The purpose of this study was to establish a new experimental approach to determine the maximum amount of camptothecin (CPT) that can be incorporated in liposomes, and to use this method to compare the CPT-incorporation capacity of various liposome formulations. Small, CPT-saturated liposomes were prepared by dispersing freeze-dried blends of lipids and drug in phosphate buffer, and subsequent probe-sonication. Excess precipitated CPT could be separated from the liposomes by ultracentrifugation. The small and homogeneous liposome size obtained gave a good and reproducible recovery of liposomes in the supernatant (>80%), whereas the acidic pH (pH 6.0) kept CPT in its hydrophobic lactone form, which is poorly soluble in the buffer.
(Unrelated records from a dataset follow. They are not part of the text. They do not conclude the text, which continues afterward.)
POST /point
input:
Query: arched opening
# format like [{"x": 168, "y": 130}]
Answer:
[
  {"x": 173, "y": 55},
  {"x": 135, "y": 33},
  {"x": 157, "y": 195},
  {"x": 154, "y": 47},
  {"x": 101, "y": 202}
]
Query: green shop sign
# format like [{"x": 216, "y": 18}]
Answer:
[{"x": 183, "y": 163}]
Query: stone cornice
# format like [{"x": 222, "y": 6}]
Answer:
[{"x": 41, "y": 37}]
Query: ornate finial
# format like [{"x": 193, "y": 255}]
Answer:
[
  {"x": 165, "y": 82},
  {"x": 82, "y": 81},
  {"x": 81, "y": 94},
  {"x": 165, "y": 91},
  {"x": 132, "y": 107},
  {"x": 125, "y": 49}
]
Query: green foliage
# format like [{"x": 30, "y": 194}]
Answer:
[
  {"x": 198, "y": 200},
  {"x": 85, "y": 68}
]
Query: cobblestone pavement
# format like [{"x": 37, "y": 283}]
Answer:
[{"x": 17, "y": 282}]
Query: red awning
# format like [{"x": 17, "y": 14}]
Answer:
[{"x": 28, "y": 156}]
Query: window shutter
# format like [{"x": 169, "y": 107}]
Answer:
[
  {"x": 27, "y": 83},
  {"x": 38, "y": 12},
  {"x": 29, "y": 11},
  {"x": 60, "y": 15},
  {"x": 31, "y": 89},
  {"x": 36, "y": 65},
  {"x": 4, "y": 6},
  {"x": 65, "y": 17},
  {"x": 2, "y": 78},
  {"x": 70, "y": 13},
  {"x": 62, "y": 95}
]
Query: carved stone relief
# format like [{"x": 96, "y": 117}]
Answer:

The maximum CPT-incorporation capacity of 12 different liposome formulations was investigated, using the described method, and was found to vary widely. With liposomes made of neutral and anionic phospholipids, the solubility of CPT in the buffer was improved by approximately a factor of 10 (from 2.7 to 15-50 microg/mL) as compared with buffer. With cationic liposomes containing 1,2-dioleoyl-3-trimethyl-ammonium-propane (DOTAP), a maximum CPT-solubilization of 100-fold, the buffer solubility was reached, probably owing to an electrostatic interaction between the cationic lipids and the carboxylate-CPT isomer. Increasing DOTAP fractions within egg-phosphatidylcholine (EPC)/DOTAP liposomes reached a CPT-incorporation plateau at 20 mol% DOTAP. The presented approach appears suitable to study the incorporation capacity of any drug component within small vesicles as long as the liposome incorporation is high relative to the intrinsic water solubility of the drug.